A monument to iconoclasm might seem out of place today, but the suggestion was not altogether surprising for the late 19th and early 20th centuries. The Colonial Revival movement was enjoying its heyday at the time, and reenactments of the statue’s destruction occurred during several major commemorations of local and national history. In 1909, a papier-mâché reconstruction of the king’s statue appeared on a parade float in the Hudson-Fulton Celebration, a two-week program of events chronicling New York history. A photograph from the gathering shows a group of costumed men casually holding ropes attached to the monument, ready to tear it down from its plinth. Tens of thousands of attendees cheered the statue’s impending doom as the float traveled from the Upper West Side to Washington Square Park.
Decades later, in 1932, the statue came down all over again at the Waldorf Astoria Hotel.
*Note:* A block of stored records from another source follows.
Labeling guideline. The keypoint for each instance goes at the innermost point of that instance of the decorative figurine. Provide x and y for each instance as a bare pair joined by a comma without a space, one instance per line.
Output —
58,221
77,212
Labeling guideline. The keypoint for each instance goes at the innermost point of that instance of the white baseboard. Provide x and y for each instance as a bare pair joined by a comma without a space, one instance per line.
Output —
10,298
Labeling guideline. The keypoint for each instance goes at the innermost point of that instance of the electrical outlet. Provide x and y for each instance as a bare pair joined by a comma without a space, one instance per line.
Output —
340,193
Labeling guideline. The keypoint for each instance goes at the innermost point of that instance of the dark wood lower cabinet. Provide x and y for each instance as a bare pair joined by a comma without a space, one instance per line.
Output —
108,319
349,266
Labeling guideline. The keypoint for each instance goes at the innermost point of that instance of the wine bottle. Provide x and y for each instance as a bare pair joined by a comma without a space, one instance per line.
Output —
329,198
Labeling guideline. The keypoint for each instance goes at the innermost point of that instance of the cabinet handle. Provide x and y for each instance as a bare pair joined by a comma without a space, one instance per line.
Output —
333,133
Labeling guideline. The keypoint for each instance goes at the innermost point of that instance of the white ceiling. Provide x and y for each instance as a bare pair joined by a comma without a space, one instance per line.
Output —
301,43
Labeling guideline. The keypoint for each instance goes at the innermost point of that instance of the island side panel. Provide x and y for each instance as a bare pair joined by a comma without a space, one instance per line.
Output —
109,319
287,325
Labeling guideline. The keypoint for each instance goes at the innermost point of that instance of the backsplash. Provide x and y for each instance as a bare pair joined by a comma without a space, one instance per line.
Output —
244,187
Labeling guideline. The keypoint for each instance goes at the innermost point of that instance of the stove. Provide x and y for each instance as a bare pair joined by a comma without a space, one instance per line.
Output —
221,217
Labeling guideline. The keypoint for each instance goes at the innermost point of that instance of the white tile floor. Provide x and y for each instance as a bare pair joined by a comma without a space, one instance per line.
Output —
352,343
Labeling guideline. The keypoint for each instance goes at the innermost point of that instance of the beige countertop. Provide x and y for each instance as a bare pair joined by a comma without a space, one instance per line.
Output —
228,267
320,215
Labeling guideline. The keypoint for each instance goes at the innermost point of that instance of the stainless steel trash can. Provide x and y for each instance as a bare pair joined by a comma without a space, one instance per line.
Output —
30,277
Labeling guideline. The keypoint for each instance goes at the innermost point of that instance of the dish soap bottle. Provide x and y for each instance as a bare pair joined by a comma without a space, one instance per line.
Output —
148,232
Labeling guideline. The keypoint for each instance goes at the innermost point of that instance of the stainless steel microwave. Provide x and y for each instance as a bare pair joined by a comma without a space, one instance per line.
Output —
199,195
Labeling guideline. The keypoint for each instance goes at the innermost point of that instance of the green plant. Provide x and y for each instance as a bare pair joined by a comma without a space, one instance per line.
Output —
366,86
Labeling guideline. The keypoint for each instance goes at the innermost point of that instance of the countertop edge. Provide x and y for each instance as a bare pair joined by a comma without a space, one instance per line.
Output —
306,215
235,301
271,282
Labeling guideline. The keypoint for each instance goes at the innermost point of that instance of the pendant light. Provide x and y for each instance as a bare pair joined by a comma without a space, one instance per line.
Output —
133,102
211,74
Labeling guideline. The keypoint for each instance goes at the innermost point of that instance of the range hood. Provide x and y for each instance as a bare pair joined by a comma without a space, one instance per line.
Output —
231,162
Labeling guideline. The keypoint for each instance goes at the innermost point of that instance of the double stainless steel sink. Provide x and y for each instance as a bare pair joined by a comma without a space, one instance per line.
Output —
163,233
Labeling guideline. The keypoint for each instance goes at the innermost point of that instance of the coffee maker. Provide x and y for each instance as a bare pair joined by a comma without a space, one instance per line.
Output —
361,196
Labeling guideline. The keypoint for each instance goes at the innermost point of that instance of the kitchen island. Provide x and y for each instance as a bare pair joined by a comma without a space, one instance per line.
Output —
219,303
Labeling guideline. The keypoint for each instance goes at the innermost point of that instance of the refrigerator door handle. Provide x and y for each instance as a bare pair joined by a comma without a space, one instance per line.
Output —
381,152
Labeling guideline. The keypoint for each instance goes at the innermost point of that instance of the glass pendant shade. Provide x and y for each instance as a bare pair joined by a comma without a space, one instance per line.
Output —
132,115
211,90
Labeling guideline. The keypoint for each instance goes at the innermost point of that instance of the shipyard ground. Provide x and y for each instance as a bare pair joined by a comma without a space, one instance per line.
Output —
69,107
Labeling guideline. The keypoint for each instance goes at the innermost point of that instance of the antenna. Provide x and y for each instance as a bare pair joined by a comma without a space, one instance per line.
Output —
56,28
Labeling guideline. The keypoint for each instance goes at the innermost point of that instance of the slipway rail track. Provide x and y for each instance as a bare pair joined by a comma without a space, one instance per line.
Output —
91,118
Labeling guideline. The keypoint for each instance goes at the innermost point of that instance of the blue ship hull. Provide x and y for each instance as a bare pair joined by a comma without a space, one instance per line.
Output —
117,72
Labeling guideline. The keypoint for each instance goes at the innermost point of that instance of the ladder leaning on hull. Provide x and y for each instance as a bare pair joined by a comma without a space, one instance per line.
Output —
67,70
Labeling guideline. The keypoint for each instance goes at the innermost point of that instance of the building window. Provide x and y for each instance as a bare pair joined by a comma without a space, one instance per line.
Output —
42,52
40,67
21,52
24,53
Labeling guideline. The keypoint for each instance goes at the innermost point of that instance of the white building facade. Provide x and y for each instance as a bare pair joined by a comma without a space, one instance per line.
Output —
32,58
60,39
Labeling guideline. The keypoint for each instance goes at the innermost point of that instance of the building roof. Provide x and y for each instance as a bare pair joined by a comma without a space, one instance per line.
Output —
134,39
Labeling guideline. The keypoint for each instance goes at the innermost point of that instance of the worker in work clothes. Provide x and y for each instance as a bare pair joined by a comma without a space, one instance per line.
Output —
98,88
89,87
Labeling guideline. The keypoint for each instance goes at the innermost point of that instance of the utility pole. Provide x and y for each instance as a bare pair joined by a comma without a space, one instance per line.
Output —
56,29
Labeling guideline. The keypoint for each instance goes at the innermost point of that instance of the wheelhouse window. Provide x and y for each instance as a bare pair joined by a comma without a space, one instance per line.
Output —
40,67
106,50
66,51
This time, the occasion was a society ball celebrating Washington’s 200th birthday. The highlight was an elaborate pageant called Old New York, organized by the costume designer for the Ziegfeld Follies. In the penultimate act of the show, performers charged at a model of the Bowling Green statue, raising huzzahs as it crashed to the floor of the ballroom.
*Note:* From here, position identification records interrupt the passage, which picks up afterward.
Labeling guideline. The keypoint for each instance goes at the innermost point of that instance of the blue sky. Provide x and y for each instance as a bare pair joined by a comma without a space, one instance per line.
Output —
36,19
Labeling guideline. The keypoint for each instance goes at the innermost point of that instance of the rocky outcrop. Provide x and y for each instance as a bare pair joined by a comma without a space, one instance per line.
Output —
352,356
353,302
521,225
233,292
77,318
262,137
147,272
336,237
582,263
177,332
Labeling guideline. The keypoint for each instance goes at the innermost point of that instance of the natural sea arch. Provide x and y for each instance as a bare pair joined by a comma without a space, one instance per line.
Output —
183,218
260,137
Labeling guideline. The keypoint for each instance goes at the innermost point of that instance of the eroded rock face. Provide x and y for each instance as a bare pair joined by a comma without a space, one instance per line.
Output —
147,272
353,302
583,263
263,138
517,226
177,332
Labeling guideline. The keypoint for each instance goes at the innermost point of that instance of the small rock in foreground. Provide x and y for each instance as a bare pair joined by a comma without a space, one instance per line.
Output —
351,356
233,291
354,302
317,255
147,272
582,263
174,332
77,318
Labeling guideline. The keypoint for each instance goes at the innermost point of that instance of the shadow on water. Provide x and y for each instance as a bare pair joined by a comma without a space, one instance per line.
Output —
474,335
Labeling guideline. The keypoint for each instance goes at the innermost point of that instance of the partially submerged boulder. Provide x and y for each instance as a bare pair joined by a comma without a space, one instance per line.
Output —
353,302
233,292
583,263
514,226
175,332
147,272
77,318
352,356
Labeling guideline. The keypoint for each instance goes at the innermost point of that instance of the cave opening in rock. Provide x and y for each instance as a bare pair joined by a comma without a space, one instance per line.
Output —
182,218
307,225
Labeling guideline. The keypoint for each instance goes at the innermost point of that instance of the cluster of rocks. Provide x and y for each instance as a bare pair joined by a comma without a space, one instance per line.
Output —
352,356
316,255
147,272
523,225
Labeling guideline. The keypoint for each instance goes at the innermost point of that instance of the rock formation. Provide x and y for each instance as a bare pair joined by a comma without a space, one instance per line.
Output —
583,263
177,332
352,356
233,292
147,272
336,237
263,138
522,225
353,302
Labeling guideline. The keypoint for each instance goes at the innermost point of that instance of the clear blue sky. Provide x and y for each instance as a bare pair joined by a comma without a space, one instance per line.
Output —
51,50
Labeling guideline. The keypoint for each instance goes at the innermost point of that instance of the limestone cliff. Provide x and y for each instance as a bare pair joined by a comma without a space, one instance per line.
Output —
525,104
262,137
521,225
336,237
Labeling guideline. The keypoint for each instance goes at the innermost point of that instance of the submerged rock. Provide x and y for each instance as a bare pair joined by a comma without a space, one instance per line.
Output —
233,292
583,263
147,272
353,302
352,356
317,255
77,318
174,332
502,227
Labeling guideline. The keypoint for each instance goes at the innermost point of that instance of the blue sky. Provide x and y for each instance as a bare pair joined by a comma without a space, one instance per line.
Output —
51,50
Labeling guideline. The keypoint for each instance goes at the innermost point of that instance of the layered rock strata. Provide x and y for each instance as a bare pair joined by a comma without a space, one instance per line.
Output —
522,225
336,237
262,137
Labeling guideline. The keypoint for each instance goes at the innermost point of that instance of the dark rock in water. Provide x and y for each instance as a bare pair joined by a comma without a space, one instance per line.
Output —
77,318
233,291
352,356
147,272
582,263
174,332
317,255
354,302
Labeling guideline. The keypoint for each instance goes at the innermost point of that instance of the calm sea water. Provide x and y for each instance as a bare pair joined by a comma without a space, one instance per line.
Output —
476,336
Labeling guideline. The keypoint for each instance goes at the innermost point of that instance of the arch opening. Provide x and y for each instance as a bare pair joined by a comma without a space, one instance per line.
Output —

Reenactors found new ways to revive the statue throughout the 20th century. In 1935, residents in Litchfield reenacted the melting of the statue—and even created souvenir bullets for posterity—to mark Connecticut’s tercentenary. In 1976, a bicentennial parade float in Wilton boasted an intact reproduction of the statue, but when it reached a low underpass at the high school, the head was conveniently taken off so the float could continue onward. (It won a prize for best in show.)
A striking fact emerges from this cultural history: The statue of George has enjoyed a much longer afterlife in American memory than the short time it spent atop its pedestal in Bowling Green. Why—despite enduring only in fragments, pictures and performances—has it exerted such remarkable staying power?
There is no single answer to this question. Over time, artists and actors helped make the statue’s toppling—just one of many destructive events of the American Revolution—into a compelling story about the origin of the of the United States. Like many monuments, the meanings attached to the history of the statue have also changed. Colonial Revival performers reinforced their own familial ties to the revolutionary era, celebrating the statue’s fall as a patriotic necessity in the pageants and parades of the early 20th century. Today, the statue’s reappearance—in interactive videos and even as a full-size reconstruction—in museums that are telling more inclusive histories of the Revolution suggests that it holds new lessons for contemporary audiences.
What will the future bring for this long-lost statue? As fragments of the original sculpture continue to surface, it may be tempting to try to piece Humpty Dumpty back together again. In the meantime, as the 250th anniversary of the toppling—and American independence—approaches, the king’s statue will continue to inform ongoing national dialogues about both the promises and problems of public monuments.
“Monuments: Commemoration and Controversy” is on view at the New-York Historical Society through July 3, 2022.